Week 2 Notes working through the AZ400 Ignite Cloud Challenge.
Waterfall: traditional software development, sequential order, moving to next step once current step complete. Drawbacks due to customer needing to create requirements before coding starts, which can be hard.
Agile: adaptive planning, early delivery & continual improvement. Encourages rapid and flexible responses via iterative cycles/releases.
Agile is mind and culture shift that challenges existing procedures, large orgs with governance leads to more rigid rules and strict roles for delegation. Most are now experimenting with agile approach as a way to cope with quick change, and minimise disruption from startups.
Horizontal vs Vertical teams: horizontal teams divided into software architecture ie UI, architecture, data. Vertical teams spans architecture and aligns by skillset, this alignment have been shown to provide better outcomes on Agile projects, scaling is also easier as just done by adding more teams.
Aim to find team members with the following characteristics for successful DevOps transformation:
Cultural changes: WFH and Open Offices can limit collaboration, staff work better when they have comfortable working environments.
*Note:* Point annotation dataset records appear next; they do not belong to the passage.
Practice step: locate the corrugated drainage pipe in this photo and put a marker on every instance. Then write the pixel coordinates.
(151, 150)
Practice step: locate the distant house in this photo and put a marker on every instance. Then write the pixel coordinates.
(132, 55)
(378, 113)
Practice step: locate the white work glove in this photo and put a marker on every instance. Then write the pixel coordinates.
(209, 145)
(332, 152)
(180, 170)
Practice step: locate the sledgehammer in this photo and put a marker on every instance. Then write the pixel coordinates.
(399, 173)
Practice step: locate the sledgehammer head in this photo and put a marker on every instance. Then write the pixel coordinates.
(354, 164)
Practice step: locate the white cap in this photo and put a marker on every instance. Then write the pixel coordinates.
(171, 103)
Defined meeting times can help, asynchronous communication should be encouraged, but no expectation of urgent response so people can focus on primary tasks. Meetings should have agendas and strict timeframes. Success through collaboration and communication.
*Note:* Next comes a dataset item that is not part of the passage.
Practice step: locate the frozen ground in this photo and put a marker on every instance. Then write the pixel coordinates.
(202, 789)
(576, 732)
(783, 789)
Cross-functional teams: Efficent teams need good communication, better innovation can occur within cross-function teams. Different skills bring different view points, solutions, and challenge existing norms.
Tools Async Comms: Teams, Slack, Glip Planning: Jira, Asana, Trello Other: ProofHub, RedBooth, DaPulse
Azure DevOps is a SaaS platform providing various DevOps tools
Azure DevOps is not focused on Microsoft technologies or Windows, it is designed to be flexible, cross-platform and cloud agnostic.
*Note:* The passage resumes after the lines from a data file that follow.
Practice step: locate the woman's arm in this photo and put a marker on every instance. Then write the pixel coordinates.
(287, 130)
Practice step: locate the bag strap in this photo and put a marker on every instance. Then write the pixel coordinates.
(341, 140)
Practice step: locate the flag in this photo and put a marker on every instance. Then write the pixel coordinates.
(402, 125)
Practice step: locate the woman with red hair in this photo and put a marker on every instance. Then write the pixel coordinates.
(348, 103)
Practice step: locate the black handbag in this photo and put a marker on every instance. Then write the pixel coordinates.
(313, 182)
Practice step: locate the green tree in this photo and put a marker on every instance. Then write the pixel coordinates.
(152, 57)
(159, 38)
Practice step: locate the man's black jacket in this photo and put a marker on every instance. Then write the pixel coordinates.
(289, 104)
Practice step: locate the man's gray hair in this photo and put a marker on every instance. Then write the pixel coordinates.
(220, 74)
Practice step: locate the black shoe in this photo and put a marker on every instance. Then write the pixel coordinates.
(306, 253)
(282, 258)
GitHub is a second SaaS platform owned by Microsoft for provides Git repos and DevOps tools.
Authorisation
Azure DevOps allows you to use MS Accounts, GitHubs Accounts, Azure AD accounts, including MFA. For systems that do not support this kind of authorisation you can use Personal Access Tokens (PAT). Useful for command-line tools and tasks in build pipelines.
DevOps comes with default security groups, conditional access policies can also be configured, permissions can be applied on organisation, collection, project or object levels.
Both systems can be integrated with work management tools, eg Trello or Jira. Azure Devops also have Plans for tracking testing process, it also has a Test Feedback extension in the VS marketplace. All members and stakeholders can use the extension.
Apache JMeter is good for load testing, Pester for PowerShell, SoapUI for SOAP and REST testing.
When working out licensing strategy, what phase are you in? How many people? How long are people willing to wait? Who should have access to what? Any advanced package management strategy?
Pricing : Github, Azure DevOps
During application lifecycle need to plan and prioritise work.
GitHub projects boards are made of issues, pull requests and notes. Boards can be user-owned (personal repos), org-wide (any repo in organisation), repo boards (issues in single repo).
Azure Boards customisable tool for managing Agile, Scrum and Kanban processes. Can track work, issues and defects within projects. Items can be user stories, bugs, features and epics. Delivery plans can also be created to track dependencies and deliverables.
GitHub can be used for source control and Azure Boards for work planning. Can be integrated with App in marketplace. Authentication can be done using PAT or username and password.